For how often have we not set ourselves down for a session of prayer, half-expecting that as we do we are also sitting Jesus down like children with Santa Claus, reciting our own self-directed wish lists?
“Lord, please give me this. Lord, please give me that.”
“Lord, I need you to do this…Lord, I need you to do that…”
“Lord, I ask that you help me with this… Lord, I ask you…”
Jesus has always had this problem, you see. He has always had followers who have used him as a stepping stone rather than as a resting place. He has always had followers who, despite their proximity to him and his teaching, distance themselves from genuine, authentic, and true discipleship. Jesus has always had followers who line up with their mile-long lists of requests, but who rarely line up to offer themselves to his service.
In his book, “Seasons of a Lifetime,” the late Rev. Dr. Gerhard Frost, beloved Lutheran seminary professor and homespun poet muses on being a follower of Jesus. In a piece entitled, “What I Don’t Like About Jesus,” he writes (p.144):
“Jesus always has had followers who preferred to wear a crown than to bear a cross. But to us would-be crown-wearers, Jesus says ‘Whoever wishes to become great among you must be your servant, and whoever wishes to be first among you must be slave of all.”
Martin Luther summed up the life of a Christian in his usual paradoxical fashion. He said that a Christian is “a perfectly free lord and subject to none while at the same time being a perfectly dutiful servant, and subject to all.”
In other words, in Christ we are free to be who we are at while at the very same time bound — enslaved — to Christ, who was the servant of servants, and the servant of all.
I, for one, am grateful this morning for the reassuring words from our second reading. Knowing how we are, knowing how we too struggle with our own Zebedee gene that afflicts us even as it did James and John, Jesus acts as our high priest, making intercession on our behalf to God, and then in mercy turning toward us. Hear again those words of promise and compassion: “He (that is, Jesus our high priest) is able to deal gently with the ignorant and wayward, since he himself is subject to weakness…”
Today, Jesus gently invites way wayward likes of you and me to embrace his pattern of self-giving and humble servanthood in our daily struggle to live faithfully as his followers today. The one who was “wounded for our transgressions and crushed for our iniquities” invites us to find our way in the shape and pattern of his suffering, death, and resurrection. He would have us open our eyes and ears to become what we receive as we gather around the table: his very body and blood, broken and spilled out for the life of the world.

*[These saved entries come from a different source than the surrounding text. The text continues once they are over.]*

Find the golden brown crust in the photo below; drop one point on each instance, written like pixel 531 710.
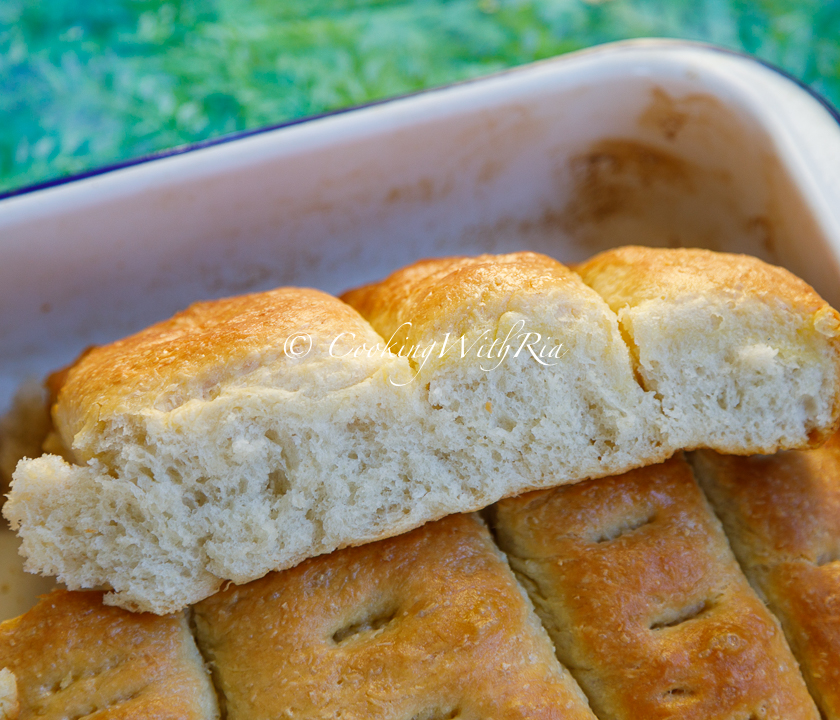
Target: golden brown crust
pixel 73 657
pixel 782 515
pixel 778 507
pixel 645 602
pixel 632 275
pixel 426 625
pixel 190 355
pixel 807 600
pixel 755 325
pixel 460 294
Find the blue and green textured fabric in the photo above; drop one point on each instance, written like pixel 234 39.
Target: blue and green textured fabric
pixel 87 83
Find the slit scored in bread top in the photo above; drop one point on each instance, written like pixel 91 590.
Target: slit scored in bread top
pixel 247 434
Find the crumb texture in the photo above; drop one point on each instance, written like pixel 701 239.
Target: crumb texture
pixel 245 435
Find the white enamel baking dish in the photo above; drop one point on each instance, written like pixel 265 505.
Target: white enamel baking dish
pixel 647 142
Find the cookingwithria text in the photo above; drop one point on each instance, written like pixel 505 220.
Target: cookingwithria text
pixel 493 351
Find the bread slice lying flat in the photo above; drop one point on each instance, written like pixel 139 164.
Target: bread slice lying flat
pixel 71 657
pixel 247 434
pixel 427 625
pixel 636 584
pixel 782 515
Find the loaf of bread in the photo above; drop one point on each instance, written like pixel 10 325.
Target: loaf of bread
pixel 630 574
pixel 634 580
pixel 742 356
pixel 244 435
pixel 72 657
pixel 427 625
pixel 782 515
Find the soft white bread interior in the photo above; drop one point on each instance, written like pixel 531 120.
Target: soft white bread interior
pixel 247 434
pixel 743 356
pixel 520 365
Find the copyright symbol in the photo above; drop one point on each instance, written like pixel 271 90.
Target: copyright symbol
pixel 297 346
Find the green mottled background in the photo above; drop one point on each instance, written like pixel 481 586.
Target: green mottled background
pixel 88 83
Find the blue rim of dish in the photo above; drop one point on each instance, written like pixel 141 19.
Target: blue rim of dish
pixel 223 139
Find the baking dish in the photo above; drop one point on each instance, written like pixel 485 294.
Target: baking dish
pixel 644 142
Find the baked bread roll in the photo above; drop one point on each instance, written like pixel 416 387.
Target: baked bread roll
pixel 427 625
pixel 72 657
pixel 247 434
pixel 636 584
pixel 9 704
pixel 743 356
pixel 782 515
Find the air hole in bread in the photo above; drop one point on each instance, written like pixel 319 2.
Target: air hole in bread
pixel 677 694
pixel 828 558
pixel 437 714
pixel 623 527
pixel 674 618
pixel 278 483
pixel 368 624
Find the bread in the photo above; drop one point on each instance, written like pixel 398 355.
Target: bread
pixel 247 434
pixel 742 355
pixel 72 657
pixel 647 607
pixel 427 625
pixel 782 515
pixel 9 704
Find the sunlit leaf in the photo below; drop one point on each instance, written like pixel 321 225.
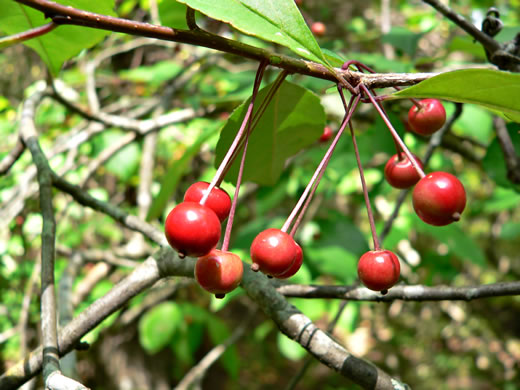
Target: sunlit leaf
pixel 276 21
pixel 57 46
pixel 496 90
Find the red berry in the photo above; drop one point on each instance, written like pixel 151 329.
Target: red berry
pixel 219 272
pixel 439 198
pixel 327 134
pixel 298 261
pixel 273 252
pixel 401 173
pixel 429 118
pixel 319 29
pixel 218 201
pixel 379 270
pixel 192 229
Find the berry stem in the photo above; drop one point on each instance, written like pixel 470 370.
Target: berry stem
pixel 321 166
pixel 229 225
pixel 377 245
pixel 221 169
pixel 308 200
pixel 394 132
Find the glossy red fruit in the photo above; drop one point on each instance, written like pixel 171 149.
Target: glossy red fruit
pixel 439 198
pixel 429 118
pixel 327 134
pixel 319 29
pixel 273 252
pixel 218 201
pixel 379 270
pixel 295 267
pixel 192 229
pixel 401 173
pixel 219 272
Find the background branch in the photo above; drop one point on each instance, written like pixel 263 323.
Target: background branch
pixel 68 15
pixel 402 292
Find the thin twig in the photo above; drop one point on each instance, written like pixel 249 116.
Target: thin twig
pixel 308 360
pixel 403 292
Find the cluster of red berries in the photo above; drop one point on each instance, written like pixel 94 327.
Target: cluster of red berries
pixel 193 227
pixel 438 198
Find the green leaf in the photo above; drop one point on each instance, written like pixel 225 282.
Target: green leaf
pixel 403 39
pixel 175 171
pixel 458 241
pixel 57 46
pixel 157 326
pixel 289 348
pixel 172 14
pixel 277 21
pixel 293 120
pixel 475 122
pixel 496 90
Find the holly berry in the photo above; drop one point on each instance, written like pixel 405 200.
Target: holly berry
pixel 295 267
pixel 439 198
pixel 218 200
pixel 319 29
pixel 219 272
pixel 429 118
pixel 379 270
pixel 273 252
pixel 192 229
pixel 327 134
pixel 401 173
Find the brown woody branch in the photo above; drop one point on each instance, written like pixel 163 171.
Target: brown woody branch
pixel 402 292
pixel 63 15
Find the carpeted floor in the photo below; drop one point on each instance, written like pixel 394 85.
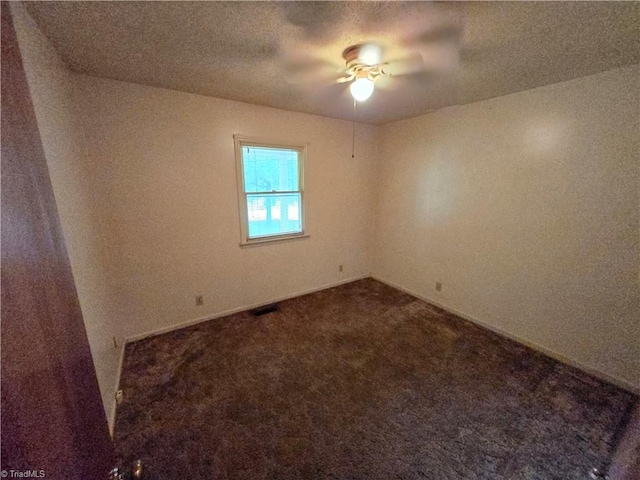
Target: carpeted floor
pixel 360 381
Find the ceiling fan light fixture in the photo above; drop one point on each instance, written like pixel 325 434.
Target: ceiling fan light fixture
pixel 361 89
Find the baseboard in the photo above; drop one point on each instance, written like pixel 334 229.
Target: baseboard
pixel 114 411
pixel 188 323
pixel 550 353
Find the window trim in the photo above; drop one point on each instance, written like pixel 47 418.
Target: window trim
pixel 241 141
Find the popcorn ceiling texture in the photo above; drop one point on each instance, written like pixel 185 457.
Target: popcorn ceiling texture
pixel 360 381
pixel 244 51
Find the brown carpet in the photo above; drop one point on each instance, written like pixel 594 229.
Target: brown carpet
pixel 360 381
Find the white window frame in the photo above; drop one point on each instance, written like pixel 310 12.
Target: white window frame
pixel 241 142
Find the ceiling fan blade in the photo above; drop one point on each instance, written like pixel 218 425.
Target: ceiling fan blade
pixel 404 66
pixel 345 79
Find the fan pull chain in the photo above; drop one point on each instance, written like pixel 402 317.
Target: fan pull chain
pixel 353 131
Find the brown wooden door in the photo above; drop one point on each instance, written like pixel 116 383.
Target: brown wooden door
pixel 52 415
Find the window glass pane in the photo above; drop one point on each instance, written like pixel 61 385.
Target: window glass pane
pixel 269 169
pixel 274 214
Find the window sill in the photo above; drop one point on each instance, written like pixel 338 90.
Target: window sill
pixel 276 238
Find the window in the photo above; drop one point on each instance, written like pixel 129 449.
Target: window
pixel 270 190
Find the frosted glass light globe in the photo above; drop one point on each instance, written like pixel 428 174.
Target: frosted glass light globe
pixel 361 89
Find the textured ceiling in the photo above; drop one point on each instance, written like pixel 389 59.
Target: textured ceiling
pixel 263 52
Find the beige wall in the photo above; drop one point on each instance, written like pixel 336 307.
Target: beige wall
pixel 525 207
pixel 51 88
pixel 163 164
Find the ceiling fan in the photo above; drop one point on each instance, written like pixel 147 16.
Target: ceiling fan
pixel 364 65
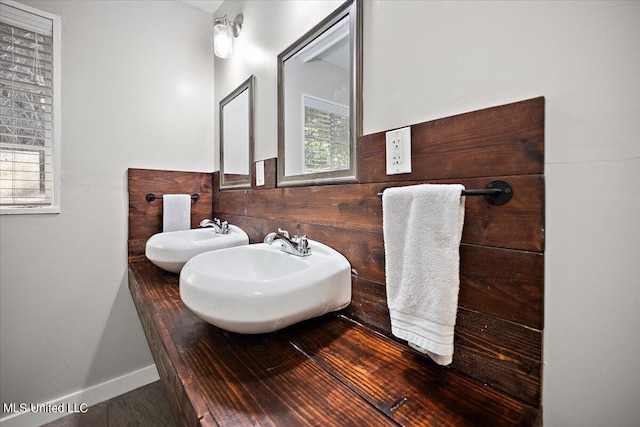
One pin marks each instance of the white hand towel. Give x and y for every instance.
(176, 212)
(422, 226)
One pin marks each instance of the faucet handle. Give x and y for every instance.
(303, 245)
(285, 233)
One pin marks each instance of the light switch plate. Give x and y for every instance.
(399, 151)
(260, 173)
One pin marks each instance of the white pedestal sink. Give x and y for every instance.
(259, 288)
(171, 250)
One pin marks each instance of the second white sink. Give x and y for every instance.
(171, 250)
(259, 288)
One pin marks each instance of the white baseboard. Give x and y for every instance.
(37, 414)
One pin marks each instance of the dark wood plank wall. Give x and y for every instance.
(145, 218)
(500, 316)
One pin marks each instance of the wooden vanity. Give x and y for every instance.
(328, 371)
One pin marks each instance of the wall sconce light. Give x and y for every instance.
(222, 31)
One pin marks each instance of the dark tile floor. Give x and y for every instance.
(145, 406)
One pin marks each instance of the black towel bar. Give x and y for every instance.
(150, 197)
(495, 193)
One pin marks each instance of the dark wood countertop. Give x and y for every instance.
(329, 371)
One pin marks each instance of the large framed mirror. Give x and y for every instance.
(236, 136)
(320, 102)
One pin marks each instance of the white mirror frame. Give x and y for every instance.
(352, 9)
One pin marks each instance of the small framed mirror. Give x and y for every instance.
(319, 101)
(236, 136)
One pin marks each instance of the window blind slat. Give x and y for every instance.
(26, 108)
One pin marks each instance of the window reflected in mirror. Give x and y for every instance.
(319, 102)
(236, 137)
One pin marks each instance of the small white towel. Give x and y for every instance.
(422, 227)
(176, 212)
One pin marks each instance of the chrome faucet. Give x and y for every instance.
(218, 227)
(295, 245)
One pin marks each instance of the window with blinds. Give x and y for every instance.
(326, 135)
(28, 143)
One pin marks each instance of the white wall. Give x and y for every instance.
(428, 59)
(137, 91)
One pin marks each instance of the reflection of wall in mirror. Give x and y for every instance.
(325, 76)
(236, 135)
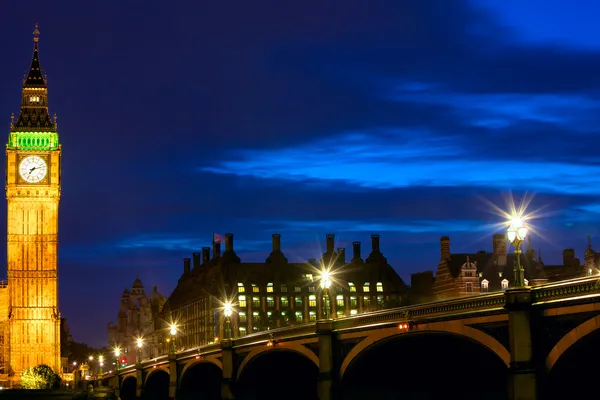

Jesus invites us to go out from this place and serve those who have not yet found their way to the font or to this table — to be witnesses of God’s life-giving “YES” in a world full of shadows and “NOs.”
Jesus seeks out a community, a body, which will serve and give itself away. Some of that activity will be dramatic and powerful; some will be found in quiet acts of grace and mercy. But for all of us it means we are invited to become last so that others might be first.
I wonder what it would be like if James’ and John’s question could be placed in Jesus’ mouth and asked of us: “I want you to do for me whatever I ask of you.”
And then I wonder what it would be like if Jesus’ response to James’ and John’s request was our response to Jesus: “What is it you want for me to do for you?”
What is it that you are being called to? To what kind of service is God nudging you?
Come to the table today, and to the healing oils if you so desire, and receive the nourishment and strength to do it.
For we, like Christ, are here on this earth “not be served, but to serve” and to give our lives away for the sake of world so beloved of God.
For if we really believe God is in control, then maybe we ought to let God work out God’s “control issues” … with us.